Kincheloe (1997) resgata Paulo Freire quando discorre sobre pesquisa-ação e


pensamento democrático, especialmente da concepção de investigação como uma
poderosa ferramenta de ensino. Toma o exemplo do pedagogo brasileiro, de como
engaja seus alunos como "companheiros" nas atividades de pesquisa, de como os
coloca frente às percepções de si mesmos e do seu entorno, de como os encoraja a
pensar "sobre os próprios pensamentos", de tal forma que, para o primeiro,

todos se juntam na investigação, aprendendo a criticar, a ver mais claramente, a


pensar num nível mais elevado, a reconhecer a forma como suas consciências são
socialmente construídas. Quando os professores colocam o método de Freire para
funcionar nas suas próprias salas de aula, eles ensinam aos alunos as técnicas de
pesquisa que aprenderam. Professores são ensinados nas habilidades de trabalho
de campo tais como observar, entrevistar, fotografar, filmar, gravar, tomar nota e
coletar histórias de vida. Tais atividades fornecem um contexto oportuno para os
professores se engajarem com os alunos numa meta-análise epistemológica - o
coração e a alma do movimento para a pós-formalidade. (p.181)

A pós-formalidade, como resistência política, é um dos insights que o autor destaca


de Paulo Freire no sentido das relações entre pensamento e ação política frente às
ficções culturais dominantes.

Para Kincheloe, os ensinamentos de Freire encaminham para uma ação subversiva,


isto é, uma prática que subverte a passividade, que desafia para a construção, que
desperta para a conscientização, ação política decorrente do pensamento,
conscientização como "recusa a somente ler ou receber história - ela faz história"
(p.75), tal como o pensamento pós-formal e o ensino crítico.
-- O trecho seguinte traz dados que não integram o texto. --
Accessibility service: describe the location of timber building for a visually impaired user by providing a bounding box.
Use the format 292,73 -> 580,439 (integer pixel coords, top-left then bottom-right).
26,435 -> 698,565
No âmbito dessa temática, inicialmente refletida à luz do pensamento freireano e


de seus interpretadores, circunscreve-se a possibilidade do trabalho de campo,
como ação reflexiva na interface da teoria e da prática educacional.

Pressupondo-se que o nível de conhecimento (teoria) confere autonomia a quem


atua, sobre as suas próprias ações (prática), é possível inferir que a relação teoria-
prática condiciona a liberdade para estruturar as atividades docentes.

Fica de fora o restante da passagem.